CUARTA ESTACIÓN: Jesús se encuentra con la Madre

 “Simeón los bendijo, diciendo a María: “Mira, este ha sido puesto para que muchos en Israel caigan y se levanten; será signo de contradicción… Y a ti, una espada te traspasará el alma” Leer: (Lc 2, 34-35). “Llorad con los que lloran… (Rm12, 15-16).

Nuestro corazón se llena de asombro al contemplar la grandeza de María, en su hacerse, ella misma criatura, ‘prójimo’ para con su hijo, Dios y Señor. Ella recoge las lágrimas de todas las madres por sus hijos lejanos, por los jóvenes condenados a muerte, asesinados o enviados a la guerra… ¡Qué lágrimas tan amargas! Madres que velan en la noche, temblando por los jóvenes abrumados por la inseguridad o en las garras de la droga. Junto a María, nunca seremos un pueblo huérfano: “No se turbe tu corazón,  ¿no estoy yo aquí, que soy tu Madre?”.

ORACIÓN: Salve, Madre, dame tu santa bendición. Bendíceme, a mí y a toda mi casa.
Dígnate ofrecer a Dios todo lo que hoy haré y soportaré, unido a tus méritos y a los de tu santísimo Hijo. Te ofrezco mi ser y mis cosas a tu servicio… Obtén para mí, Señora, la pureza de la mente y cuerpo, y haz que, en este día, no haga nada que desagrade a Dios. Te lo pido por tu Inmaculada Concepción. Amén (San Gaspar Bertoni).

 

QUINTA ESTACIÓN: El Cireneo ayuda a Jesús a llevar la cruz
“A uno que pasaba, de vuelta del campo, a Simón de Cirene, el padre de Alejandro y de Rufo, lo forzaron a llevar la cruz”, Leer: (Mc 15, 21).

Simón es recordado por San Marcos como el padre de dos cristianos en Roma: Alejandro y Rufo. Un padre que ha impreso en el corazón de los hijos la fuerza de la cruz de Jesús. En esto radica la verdadera cura de nuestro egoísmo. La relación con el otro nos rehabilita y crea una hermandad mística, contemplativa, que sabe mirar la grandeza sagrada del prójimo, que sabe descubrir a Dios en cada ser humano, que puede soportar las penas de la vida, apoyándose en el amor de Dios. Sólo con el corazón abierto al amor divino, me veo impulsado a buscar la felicidad de los demás en gestos de voluntariado: una noche en el hospital, un préstamo sin intereses, una lágrima enjugada en familia, el compartir el pan.

-­­ORACIÓN: Señor Jesús, en el Cireneo amigo, vibra el corazón de tu Iglesia,
que se hace refugio de amor para cuantos tienen sed de ti. La ayuda fraterna es la clave para atravesar juntos la puerta de la Vida. No permitas que nuestro egoísmo nos haga pasar de largo, ayúdanos a derramar el ungüento de consolación en las heridas de los otros. Amén…

 

SEXTA ESTACIÓN: Verónica enjuga el rostro de Jesús

“Oigo en mi corazón: ‘Buscad mi rostro’. Tu rostro buscaré, Señor, no me escondas tu rostro. No me abandones, Dios mi salvación”, Leer: (Sal 26,8-9).
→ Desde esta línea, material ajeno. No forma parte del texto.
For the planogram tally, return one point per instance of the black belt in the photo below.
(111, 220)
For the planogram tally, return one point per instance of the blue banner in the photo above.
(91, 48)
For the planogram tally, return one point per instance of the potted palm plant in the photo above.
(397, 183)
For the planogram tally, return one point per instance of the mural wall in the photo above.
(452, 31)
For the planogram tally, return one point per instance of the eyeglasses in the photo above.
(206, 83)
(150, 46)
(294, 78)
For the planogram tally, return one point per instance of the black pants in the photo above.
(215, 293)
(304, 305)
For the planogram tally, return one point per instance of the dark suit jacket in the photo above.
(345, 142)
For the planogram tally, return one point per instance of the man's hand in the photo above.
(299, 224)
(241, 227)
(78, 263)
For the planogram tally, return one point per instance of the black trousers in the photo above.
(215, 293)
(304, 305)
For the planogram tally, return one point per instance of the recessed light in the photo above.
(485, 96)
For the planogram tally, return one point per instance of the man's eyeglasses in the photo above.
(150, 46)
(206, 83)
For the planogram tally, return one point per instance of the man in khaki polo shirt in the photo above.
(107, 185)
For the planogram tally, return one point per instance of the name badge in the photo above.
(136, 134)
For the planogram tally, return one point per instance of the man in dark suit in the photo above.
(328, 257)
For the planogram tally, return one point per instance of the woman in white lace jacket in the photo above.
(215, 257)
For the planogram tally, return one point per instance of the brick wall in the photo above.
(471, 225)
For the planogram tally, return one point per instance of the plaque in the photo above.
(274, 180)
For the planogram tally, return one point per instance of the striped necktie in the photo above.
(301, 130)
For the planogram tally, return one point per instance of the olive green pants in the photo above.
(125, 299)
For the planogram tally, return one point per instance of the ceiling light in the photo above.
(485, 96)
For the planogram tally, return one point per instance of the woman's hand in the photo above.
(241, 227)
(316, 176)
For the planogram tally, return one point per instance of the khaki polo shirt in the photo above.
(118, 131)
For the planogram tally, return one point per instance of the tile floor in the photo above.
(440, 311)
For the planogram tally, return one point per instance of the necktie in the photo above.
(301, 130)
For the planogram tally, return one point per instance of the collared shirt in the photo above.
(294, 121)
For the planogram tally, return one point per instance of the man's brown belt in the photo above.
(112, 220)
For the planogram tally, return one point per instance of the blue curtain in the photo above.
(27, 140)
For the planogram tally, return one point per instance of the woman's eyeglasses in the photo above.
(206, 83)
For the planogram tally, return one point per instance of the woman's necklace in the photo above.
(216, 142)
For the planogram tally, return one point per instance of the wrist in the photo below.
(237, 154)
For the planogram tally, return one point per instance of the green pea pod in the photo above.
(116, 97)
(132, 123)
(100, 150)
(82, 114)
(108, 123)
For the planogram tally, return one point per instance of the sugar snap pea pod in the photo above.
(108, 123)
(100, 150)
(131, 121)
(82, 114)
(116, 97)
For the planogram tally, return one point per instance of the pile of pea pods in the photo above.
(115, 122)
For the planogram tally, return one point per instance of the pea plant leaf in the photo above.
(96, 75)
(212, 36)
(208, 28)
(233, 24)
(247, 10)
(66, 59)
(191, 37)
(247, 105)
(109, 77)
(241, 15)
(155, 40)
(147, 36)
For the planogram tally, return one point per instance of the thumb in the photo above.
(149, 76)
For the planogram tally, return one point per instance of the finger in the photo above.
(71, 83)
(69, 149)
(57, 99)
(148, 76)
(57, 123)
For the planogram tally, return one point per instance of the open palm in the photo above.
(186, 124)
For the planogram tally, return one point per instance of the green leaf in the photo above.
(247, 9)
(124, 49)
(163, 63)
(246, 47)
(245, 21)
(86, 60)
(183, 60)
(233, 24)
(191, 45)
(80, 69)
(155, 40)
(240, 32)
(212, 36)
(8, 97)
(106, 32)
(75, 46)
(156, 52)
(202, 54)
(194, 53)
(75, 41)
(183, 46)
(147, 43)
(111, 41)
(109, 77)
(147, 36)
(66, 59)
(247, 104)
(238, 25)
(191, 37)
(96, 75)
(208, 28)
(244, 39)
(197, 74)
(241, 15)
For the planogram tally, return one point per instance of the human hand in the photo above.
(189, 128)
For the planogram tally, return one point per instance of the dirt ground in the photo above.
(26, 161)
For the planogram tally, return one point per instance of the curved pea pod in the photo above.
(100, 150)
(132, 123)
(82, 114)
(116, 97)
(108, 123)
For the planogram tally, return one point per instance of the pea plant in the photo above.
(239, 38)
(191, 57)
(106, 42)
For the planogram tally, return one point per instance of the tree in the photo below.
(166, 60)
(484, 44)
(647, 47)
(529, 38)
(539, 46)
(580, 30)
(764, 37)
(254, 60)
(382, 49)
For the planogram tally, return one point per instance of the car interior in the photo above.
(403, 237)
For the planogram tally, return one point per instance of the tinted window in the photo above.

Jesús se arrastra con dificultad, jadeando. Pero la luz de su rostro se mantiene intacta. Los golpes no han conseguido quebrar su belleza. Jesús, entonces, se detiene ante una mujer que viene a su encuentro sin titubeos. Es la Verónica, verdadera imagen femenina de la ternura… El Señor encarna aquí nuestra necesidad de gratuidad amorosa, de sentirnos amados y protegidos por gestos de solicitud y de cuidados.

-ORACIÓN: Señor Jesús, ¡qué amarga la indiferencia de quien creíamos a nuestro lado en los momentos de desolación! Pero tú nos cubres con ese paño que lleva impresa tu sangre preciosa, que has derramado a lo largo del camino del abandono, que también tú sufriste injustamente. Sin ti, no tenemos ni podemos dar alivio alguno. Amén…

 

SÉPTIMA ESTACIÓN: Jesús cae por segunda vez
“… Me rodeaban como avispas, ardiendo como el fuego en las zarzas, en el nombre del Señor los rechacé. Empujaban para derribarme, pero el Señor me ayudó… no me entregó a la  muerte”, Leer: (Sal 117,11.12-13.18).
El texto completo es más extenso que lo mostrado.